The average order of $\frac{\sigma_1(n)}{\sigma_0(n)}$

Question

I want to calculate the average order of $\frac{\sigma_1(n)}{\sigma_0(n)}.$ I know that for every $e\gt0$,$$f(x):=\sum_{1\le n\le x}\frac{\sigma_1(n)}{\sigma_0(n)}=o(x^{2-e})$$ I wonder if it's true that $$f(x)\sim{\frac{x^2}2\frac{\log\log(x)}{\log(x)}}.$$

Answer 1

No, $$f(x)\sim c\frac{x^2}{\sqrt{\log x}}$$ for some constant $c$. See here.

Answer 2

I don't know what you $\sigma_k$ means. If $\sigma_k(n)$ is defined as $\sum_{d|n}d^k$. Perron's formula givs the asymptotic formula.
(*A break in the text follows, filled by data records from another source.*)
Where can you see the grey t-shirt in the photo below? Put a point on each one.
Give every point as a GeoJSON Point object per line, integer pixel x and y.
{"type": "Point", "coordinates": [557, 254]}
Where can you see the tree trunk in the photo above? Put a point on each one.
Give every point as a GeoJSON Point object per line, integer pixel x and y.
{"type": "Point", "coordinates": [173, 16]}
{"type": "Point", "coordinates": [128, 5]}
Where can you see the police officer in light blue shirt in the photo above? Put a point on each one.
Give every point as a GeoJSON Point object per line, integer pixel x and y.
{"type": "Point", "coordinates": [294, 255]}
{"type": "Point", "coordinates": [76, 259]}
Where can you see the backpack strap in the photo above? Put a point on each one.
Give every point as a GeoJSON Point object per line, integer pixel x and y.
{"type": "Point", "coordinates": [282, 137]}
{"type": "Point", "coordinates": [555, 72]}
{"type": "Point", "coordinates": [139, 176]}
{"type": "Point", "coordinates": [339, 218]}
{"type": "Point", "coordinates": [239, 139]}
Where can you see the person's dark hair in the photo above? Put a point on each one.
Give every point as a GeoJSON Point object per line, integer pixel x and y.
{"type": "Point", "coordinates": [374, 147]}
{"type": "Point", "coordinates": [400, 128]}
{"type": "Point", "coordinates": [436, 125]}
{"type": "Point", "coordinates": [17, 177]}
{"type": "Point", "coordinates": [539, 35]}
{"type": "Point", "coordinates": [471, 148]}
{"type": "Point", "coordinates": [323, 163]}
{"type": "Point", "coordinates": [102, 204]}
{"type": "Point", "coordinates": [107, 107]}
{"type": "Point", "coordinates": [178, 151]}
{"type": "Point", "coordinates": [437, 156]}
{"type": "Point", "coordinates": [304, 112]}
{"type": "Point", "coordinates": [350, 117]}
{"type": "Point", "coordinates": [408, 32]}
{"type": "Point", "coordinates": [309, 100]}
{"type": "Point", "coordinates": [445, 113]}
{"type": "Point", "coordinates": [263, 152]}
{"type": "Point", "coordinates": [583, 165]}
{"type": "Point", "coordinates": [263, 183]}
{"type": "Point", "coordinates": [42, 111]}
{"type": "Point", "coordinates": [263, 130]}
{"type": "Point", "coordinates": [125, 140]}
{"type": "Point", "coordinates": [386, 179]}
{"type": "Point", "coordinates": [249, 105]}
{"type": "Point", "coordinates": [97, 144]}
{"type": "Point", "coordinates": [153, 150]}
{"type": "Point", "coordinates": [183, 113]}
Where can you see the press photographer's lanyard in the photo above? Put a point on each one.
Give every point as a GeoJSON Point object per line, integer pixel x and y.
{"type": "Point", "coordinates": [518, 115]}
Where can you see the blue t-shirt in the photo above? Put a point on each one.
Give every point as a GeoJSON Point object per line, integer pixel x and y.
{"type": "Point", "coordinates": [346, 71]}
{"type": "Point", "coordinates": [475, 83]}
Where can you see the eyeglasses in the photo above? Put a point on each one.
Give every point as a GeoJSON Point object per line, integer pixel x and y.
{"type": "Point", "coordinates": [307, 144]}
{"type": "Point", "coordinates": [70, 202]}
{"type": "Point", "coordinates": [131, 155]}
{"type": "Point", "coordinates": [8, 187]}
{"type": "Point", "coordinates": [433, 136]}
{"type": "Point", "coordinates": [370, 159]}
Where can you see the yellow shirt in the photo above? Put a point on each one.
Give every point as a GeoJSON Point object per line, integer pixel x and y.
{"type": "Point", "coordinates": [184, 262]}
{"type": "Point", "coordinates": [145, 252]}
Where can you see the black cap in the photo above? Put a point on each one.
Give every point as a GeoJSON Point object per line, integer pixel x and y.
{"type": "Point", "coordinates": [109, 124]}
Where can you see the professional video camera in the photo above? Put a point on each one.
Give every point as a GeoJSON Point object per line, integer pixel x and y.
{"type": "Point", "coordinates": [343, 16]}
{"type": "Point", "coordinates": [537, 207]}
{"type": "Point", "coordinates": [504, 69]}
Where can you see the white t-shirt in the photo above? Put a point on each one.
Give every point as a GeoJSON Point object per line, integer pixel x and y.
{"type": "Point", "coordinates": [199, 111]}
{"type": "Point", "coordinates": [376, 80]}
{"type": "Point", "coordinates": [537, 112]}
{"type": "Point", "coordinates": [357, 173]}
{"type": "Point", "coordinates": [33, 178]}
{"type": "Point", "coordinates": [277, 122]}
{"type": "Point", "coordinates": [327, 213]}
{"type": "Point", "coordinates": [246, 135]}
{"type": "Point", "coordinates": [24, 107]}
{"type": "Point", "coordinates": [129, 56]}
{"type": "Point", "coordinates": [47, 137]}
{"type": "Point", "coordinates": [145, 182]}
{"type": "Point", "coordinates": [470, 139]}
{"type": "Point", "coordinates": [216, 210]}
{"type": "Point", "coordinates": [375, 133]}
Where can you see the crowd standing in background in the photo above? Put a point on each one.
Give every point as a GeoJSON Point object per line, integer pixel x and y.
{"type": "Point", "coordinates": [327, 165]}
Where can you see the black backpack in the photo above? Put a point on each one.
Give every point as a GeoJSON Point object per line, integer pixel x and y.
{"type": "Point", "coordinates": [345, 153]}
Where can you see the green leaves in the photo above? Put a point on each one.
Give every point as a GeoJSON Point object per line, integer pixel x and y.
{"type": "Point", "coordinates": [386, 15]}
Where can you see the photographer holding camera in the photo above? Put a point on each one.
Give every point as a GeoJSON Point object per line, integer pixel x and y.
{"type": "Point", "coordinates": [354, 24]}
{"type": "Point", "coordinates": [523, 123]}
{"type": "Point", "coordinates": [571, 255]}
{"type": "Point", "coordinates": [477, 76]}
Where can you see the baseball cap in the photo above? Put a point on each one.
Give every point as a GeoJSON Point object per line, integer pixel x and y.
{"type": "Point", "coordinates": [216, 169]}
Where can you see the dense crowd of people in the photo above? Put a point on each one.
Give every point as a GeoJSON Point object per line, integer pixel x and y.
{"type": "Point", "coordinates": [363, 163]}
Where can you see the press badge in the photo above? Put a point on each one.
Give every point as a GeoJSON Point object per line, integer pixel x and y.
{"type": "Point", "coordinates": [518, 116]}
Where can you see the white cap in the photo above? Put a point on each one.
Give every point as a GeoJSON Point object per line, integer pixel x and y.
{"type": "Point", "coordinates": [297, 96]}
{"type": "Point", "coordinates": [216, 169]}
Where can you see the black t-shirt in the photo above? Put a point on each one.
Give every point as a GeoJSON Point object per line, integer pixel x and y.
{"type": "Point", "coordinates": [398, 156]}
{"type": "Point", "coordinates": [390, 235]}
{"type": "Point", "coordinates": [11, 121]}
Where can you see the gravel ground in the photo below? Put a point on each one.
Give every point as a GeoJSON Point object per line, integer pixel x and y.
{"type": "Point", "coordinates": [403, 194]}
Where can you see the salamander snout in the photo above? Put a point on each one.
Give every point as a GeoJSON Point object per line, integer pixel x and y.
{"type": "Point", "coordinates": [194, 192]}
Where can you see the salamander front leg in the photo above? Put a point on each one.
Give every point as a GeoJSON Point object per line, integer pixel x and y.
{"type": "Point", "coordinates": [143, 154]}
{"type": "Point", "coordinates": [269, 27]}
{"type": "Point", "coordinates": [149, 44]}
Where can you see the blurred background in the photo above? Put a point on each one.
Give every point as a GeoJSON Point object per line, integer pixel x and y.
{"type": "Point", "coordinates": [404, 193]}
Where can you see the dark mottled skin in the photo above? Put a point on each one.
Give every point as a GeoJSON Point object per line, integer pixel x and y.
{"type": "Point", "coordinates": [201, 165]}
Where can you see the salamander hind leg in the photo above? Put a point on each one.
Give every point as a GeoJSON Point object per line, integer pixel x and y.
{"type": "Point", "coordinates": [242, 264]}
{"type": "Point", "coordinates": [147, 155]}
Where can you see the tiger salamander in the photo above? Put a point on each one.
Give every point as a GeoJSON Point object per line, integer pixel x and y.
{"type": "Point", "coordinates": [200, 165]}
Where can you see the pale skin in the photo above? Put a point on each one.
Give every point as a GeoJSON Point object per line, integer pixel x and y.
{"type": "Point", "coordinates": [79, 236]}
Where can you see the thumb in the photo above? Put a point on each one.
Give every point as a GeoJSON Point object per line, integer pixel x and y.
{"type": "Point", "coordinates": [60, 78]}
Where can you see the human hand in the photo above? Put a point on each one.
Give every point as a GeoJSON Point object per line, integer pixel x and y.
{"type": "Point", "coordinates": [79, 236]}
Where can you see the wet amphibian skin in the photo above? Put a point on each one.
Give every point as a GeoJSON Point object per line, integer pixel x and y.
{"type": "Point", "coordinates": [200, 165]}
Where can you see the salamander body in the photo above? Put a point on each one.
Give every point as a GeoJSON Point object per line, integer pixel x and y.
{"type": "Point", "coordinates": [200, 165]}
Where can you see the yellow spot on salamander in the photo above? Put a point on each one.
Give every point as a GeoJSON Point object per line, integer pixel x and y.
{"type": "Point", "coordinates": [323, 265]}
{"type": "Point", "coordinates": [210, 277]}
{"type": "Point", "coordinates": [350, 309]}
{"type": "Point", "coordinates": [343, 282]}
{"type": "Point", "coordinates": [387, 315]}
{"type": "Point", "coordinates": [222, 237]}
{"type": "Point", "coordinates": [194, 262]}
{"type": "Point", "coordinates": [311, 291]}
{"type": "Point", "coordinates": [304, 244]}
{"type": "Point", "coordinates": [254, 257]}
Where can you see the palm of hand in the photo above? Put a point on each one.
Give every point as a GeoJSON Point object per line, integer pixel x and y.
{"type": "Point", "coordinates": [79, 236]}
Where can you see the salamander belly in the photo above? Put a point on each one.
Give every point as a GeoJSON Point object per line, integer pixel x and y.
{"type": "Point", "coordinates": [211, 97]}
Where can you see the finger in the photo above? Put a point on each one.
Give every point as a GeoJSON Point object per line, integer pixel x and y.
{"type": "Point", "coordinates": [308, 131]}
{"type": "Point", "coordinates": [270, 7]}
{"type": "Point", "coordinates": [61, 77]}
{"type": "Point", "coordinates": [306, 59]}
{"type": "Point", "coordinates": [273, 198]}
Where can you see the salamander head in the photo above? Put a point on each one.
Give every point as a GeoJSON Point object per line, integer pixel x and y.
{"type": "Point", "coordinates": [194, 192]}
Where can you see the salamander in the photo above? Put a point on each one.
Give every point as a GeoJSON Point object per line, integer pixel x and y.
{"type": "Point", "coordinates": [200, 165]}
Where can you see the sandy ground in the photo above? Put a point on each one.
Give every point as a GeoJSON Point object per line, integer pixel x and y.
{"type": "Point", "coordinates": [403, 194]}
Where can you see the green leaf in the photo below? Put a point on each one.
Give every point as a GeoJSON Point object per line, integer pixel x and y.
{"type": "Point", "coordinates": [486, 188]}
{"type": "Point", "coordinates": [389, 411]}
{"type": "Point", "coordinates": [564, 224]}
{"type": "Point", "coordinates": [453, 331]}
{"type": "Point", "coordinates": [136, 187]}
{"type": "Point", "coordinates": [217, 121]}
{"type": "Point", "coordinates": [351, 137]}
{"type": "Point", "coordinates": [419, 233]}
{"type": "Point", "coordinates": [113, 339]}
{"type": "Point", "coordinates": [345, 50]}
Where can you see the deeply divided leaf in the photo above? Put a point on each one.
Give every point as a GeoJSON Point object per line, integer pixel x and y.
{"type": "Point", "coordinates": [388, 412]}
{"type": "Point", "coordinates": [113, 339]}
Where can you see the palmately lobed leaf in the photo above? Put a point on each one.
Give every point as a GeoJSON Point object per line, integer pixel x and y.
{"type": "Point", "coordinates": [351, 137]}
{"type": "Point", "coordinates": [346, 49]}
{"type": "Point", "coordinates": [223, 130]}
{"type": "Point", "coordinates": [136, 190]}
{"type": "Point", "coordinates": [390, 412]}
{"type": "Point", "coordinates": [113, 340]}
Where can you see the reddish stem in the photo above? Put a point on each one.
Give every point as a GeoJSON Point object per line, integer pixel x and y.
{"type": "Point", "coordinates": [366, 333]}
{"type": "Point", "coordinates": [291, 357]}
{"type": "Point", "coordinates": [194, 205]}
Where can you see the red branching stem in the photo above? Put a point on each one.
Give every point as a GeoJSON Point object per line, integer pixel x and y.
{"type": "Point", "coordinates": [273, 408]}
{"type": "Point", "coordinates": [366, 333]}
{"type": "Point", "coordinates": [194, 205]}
Particularly the L-function, $L(s)$ say, associated to $f(x)$ is $$L(s)=\sum_{n\geq 1}\frac{\sigma_1(n)}{\sigma_0(n)n^s}=\sum_{d\geq 1}\frac{1}{d^{s-1}} \sum_{m\geq 1}\frac{1}{\tau(dm)m^s}=\prod_{p}\Big\{\sum_{\alpha\geq 0,\beta\geq 0}\frac{1}{(\alpha+\beta+1)p^{\alpha(s-1)+\beta s}}\Big\}.$$ The sum in the bracket is $1+\frac{1}{2p^s}+\frac{1}{2p^{s-1}}+\frac{1}{3p^{2s-1}}+\frac{1}{4p^{3s-1}}+\cdots.$ We can see $L(s)$ is convergent absolutely for $\Re s>2$. (we can see when $s=2$, $\alpha(s-1)+\beta s=1$ iff $\alpha=1,\beta=0$.) Thus the dominant for the asymptotic formula is given by the residue at $s=2$. Write $L(s)=\zeta^{1/2}(s-1)U(s),$ where $U(s)$ is convergent absolutely for $\Re s>2-\epsilon$, any $\epsilon>0$. The residue at $s=2$ is a little more complicated, by some computation involving in complex analysis.